Midwives, Puskesmas, and hospitals can introduce girls to monetary planning instruments and assist them perceive BPJS advantages, personal insurance coverage, and financial savings choices. Group teams additionally play a key function in making monetary literacy extra accessible in every day life.
However consciousness alone isn’t sufficient; it takes collaboration. The Ministry of Well being, OJK, and BPJS Kesehatan can work collectively to develop nationwide monetary literacy applications that make well being financing simpler to navigate. On the similar time, the Ministry of Finance can introduce incentives to encourage monetary planning for healthcare by public training and digital platforms.
When well being, finance, and training align, girls usually are not simply knowledgeable; they’re ready. With the appropriate assist, they’ll entry healthcare with out worry of economic hardship
Making BPJS extra versatile by higher coordination
Even with monetary literacy, girls want a system that works for them. Presently, BPJS and personal insurance coverage coordination just isn’t seamless, making it troublesome to cowl prices effectively. A well-designed Coordination of Advantages (CoB) system would enable girls to mix BPJS and personal insurance coverage to scale back monetary gaps. However unclear guidelines and sophisticated processes make this troublesome for hospitals and insurers.
To alter this, the Ministry of Well being wants to ascertain clear cost-sharing guidelines and BPJS Kesehatan must simplify claims processing. Pilot applications in city and rural areas can check enhancements earlier than rolling them out nationwide. A centralized digital system would additionally pace up claims and cut back forms.

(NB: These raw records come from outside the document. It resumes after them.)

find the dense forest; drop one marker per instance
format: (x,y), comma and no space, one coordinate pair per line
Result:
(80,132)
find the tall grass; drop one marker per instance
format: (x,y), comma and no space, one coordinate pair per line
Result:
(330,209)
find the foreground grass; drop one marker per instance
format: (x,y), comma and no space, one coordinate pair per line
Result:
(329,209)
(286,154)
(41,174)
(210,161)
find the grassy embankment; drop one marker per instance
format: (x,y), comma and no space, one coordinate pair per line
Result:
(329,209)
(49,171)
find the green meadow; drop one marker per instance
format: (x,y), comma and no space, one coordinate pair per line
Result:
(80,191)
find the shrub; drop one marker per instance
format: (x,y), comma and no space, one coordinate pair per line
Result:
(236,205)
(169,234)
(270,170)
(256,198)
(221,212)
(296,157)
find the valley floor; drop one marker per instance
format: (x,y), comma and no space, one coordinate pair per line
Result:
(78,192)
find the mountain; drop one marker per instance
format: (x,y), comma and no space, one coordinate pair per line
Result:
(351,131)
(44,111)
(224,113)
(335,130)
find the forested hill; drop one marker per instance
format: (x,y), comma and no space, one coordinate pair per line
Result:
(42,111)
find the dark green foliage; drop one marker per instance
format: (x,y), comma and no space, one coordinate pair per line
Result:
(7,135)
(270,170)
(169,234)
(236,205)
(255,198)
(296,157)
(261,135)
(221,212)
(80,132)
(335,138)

Increasing inexpensive well being financing by public-private partnerships
Even with BPJS, many ladies battle to afford healthcare. These with irregular incomes want extra versatile fee choices, comparable to well being financial savings accounts and microinsurance with small, frequent premiums. Midwives, as trusted healthcare suppliers, can introduce girls to those monetary instruments, whereas partnerships with fintech and banks could make them accessible.
One profitable instance is the partnership between Girls’s World Banking, Financial institution Negara Indonesia (BNI), and the Indonesian Midwives Affiliation. By coaching midwives as banking brokers, this system helped pregnant girls open well being financial savings accounts at clinics. This allowed them to steadily save for the prices of childbirth, lowering monetary stress and strengthening the financial function of midwives. Increasing such fashions would assist extra girls entry care with out monetary hardship.

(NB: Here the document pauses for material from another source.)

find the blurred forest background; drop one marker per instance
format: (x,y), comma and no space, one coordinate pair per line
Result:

Modern financing for casual employees
Many ladies within the casual sector have unpredictable incomes and no well being advantages. With practically 60% of Indonesia’s workforce in casual jobs, healthcare prices is usually a heavy burden. Conventional insurance coverage fashions typically fail to satisfy their wants.
Monetary companies suppliers can assist by embedding installment funds, micro well being financial savings, and pay-later choices into digital wallets and neighborhood financial savings platforms, making it simpler for girls to save lots of in small, manageable quantities. Cooperatives, unions, and digital work platforms may assist group-based financing, serving to casual employees entry collective well being plans with decrease premiums and higher protection. Increasing these fashions may make healthcare extra inexpensive, accessible, and sustainable for uninsured and underinsured employees.
Investing in girls’s well being financing has a ripple impact far past the person. It strengthens households, communities, and economies. Eradicating monetary obstacles is simply step one; actual change comes from embedding options that guarantee girls’s well being safety at each stage. A very inclusive, women-centered strategy isn’t simply an choice. It’s the muse for designing insurance policies and monetary companies that provide long-term safety and assist a resilient future for girls.